# Wind Drift



## FoxPro223 (Jan 16, 2008)

I was out shooting my .223 today and at 140 yards my bullets were drifting 6 inches left. The wind was from right to left at approx 15 mph, does this sound normal, or should i be concerned.


----------



## lyonch (Feb 26, 2006)

it all depends on the griain of the bullet and its velocity. A 40 grain bullet shooting at 3200 fps for example sounds like it would drift not quite that much at 150 yards. however if you by chance hit a gust of wind that was around 20mph then yeah.


----------



## LeviM (Dec 3, 2006)

thats a .223 for ya!

I also shoot a .223 and its very vulnerable in the wind. I Plan on trading in my .223 after the season for a 22-250


----------



## FoxPro223 (Jan 16, 2008)

55 gr soft point


----------



## Fallguy (Jan 23, 2004)

LeviM said:


> thats a .223 for ya!
> 
> I also shoot a .223 and its very vulnerable in the wind. I Plan on trading in my .223 after the season for a 22-250


Or Levi do like me and have the 243 in the truck in case the wind is a pain.


----------



## LeviM (Dec 3, 2006)

I don't want to carry around 2 rifles and shotgun, Seems like a lot of items in the truck


----------



## lyonch (Feb 26, 2006)

was it grouping at 6 inches or more incosistent. personally i never get too concerned if i am within a few inches left or right. its the up and down that bothers me. thats the one i want dead on. after looking at a program that tells me what wind drift you will have it looks like a 55 grain bullet at 150 yard zero and a 15mph side wind with a bullet velocity of 3240fps. it will drift 4.8 inches left. at 20 mph wind drift 6.2" so i wouldn't worry.


----------



## LeviM (Dec 3, 2006)

Ya but that 6.2 Inch drift in the wrong direction = Miss!! So I would personally be alittle concern of having that IF factor in the back of my mind


----------



## barebackjack (Sep 5, 2006)

Thats a pea shooter for ya! lol


----------



## saskcoyote (Dec 30, 2006)

I'd be concerned, too, about a 6.2 inch drift. Drifting one way, it would be a gut shot. Drifting the other way, a clear miss. A gut-shot coyote means a dead coyote within 100 or so yards from what I've seen. The other way, well, I've missed my share on those dogs. 

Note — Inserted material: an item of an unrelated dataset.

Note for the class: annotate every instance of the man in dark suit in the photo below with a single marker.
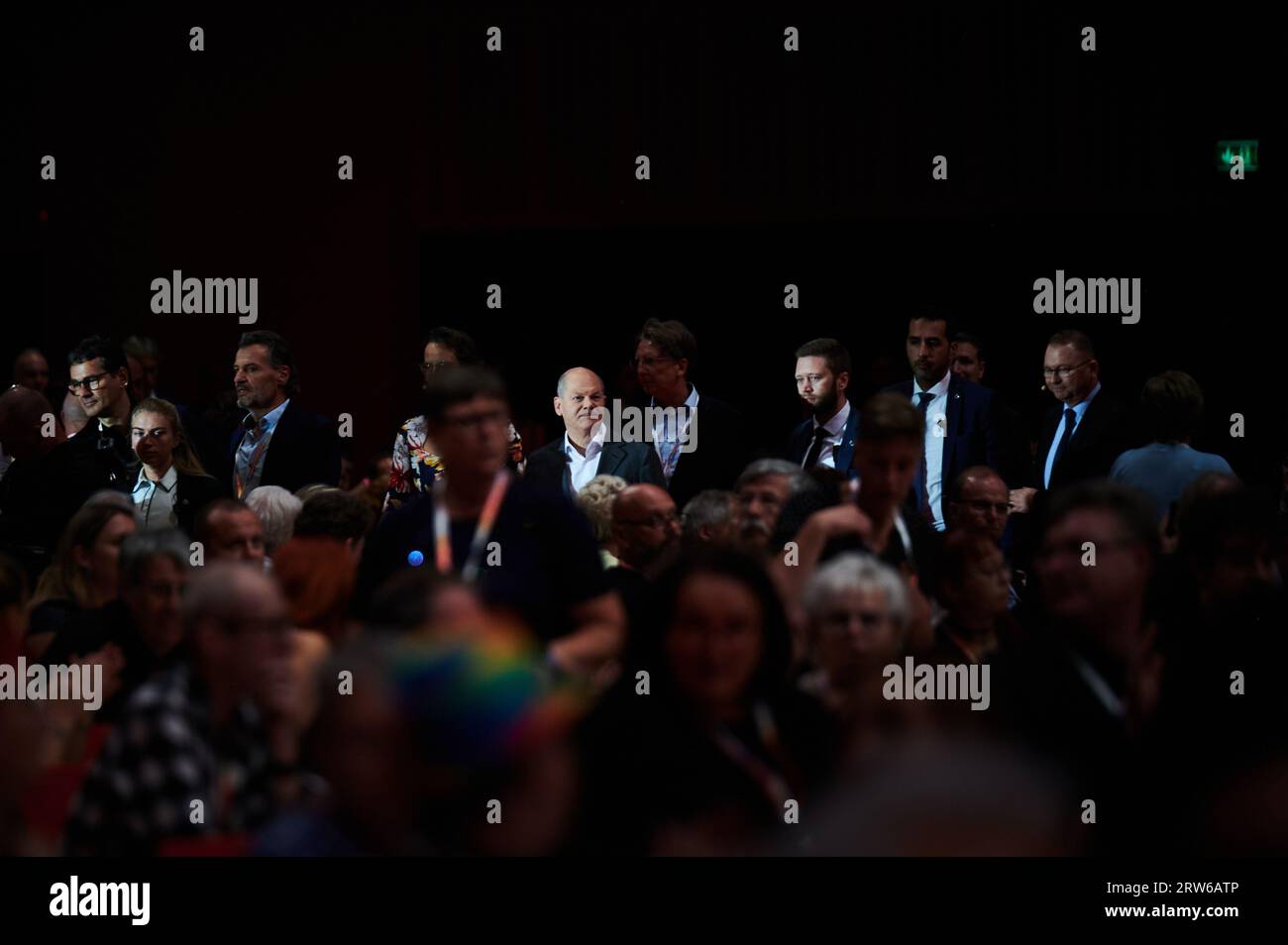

But I'm a bad enough shot as it is, I don't need extra problems. I better look up my wind-drift specs again. :lol:

Good luck and shoot straight (taking into consideration the wind drift). Saskcoyote


----------



## Fallguy (Jan 23, 2004)

LeviM said:


> I don't want to carry around 2 rifles and shotgun, Seems like a lot of items in the truck


Before you know it you'll be hunting in a tournament 3 hours from home, your rifle will go to pot on you, and you'll miss a jackrabbit and get 4th place. :wink: Just because you didn't have a spare gun.


----------



## LeviM (Dec 3, 2006)

Fallguy said:


> [Before you know it you'll be hunting in a tournament 3 hours from home, your rifle will go to pot on you, and you'll miss a jackrabbit and get 4th place. :wink: Just because you didn't have a spare gun.

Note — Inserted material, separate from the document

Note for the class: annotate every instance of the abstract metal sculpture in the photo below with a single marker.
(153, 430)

In that case my partner should have explaining to do on why he couldn't hit any coyotes or rabbits with his rifle!! I would just be the shotgunner, that something I am good at :wink:


----------



## NDbornandraised (Jan 17, 2008)

The easiest solution would be to know the ballistics and wind drift numbers on the ammo you're throwin at 'em. Search through military sharpshooting/sniper pages to fine solutions to the winddrift issue. But by all means find a wind drift chart. It's a sure fire way to figure out your problem. Also if you're into spending a lil money buy urself a kestrel wind device. They are pocket size and give you an exact down to a decimal point wind reading.

Save some for me. :sniper:


----------



## Fallguy (Jan 23, 2004)

LeviM said:


> Fallguy said:
> 
> 
> > [Before you know it you'll be hunting in a tournament 3 hours from home, your rifle will go to pot on you, and you'll miss a jackrabbit and get 4th place. :wink: Just because you didn't have a spare gun.
> ...


LOL oh yeah.


----------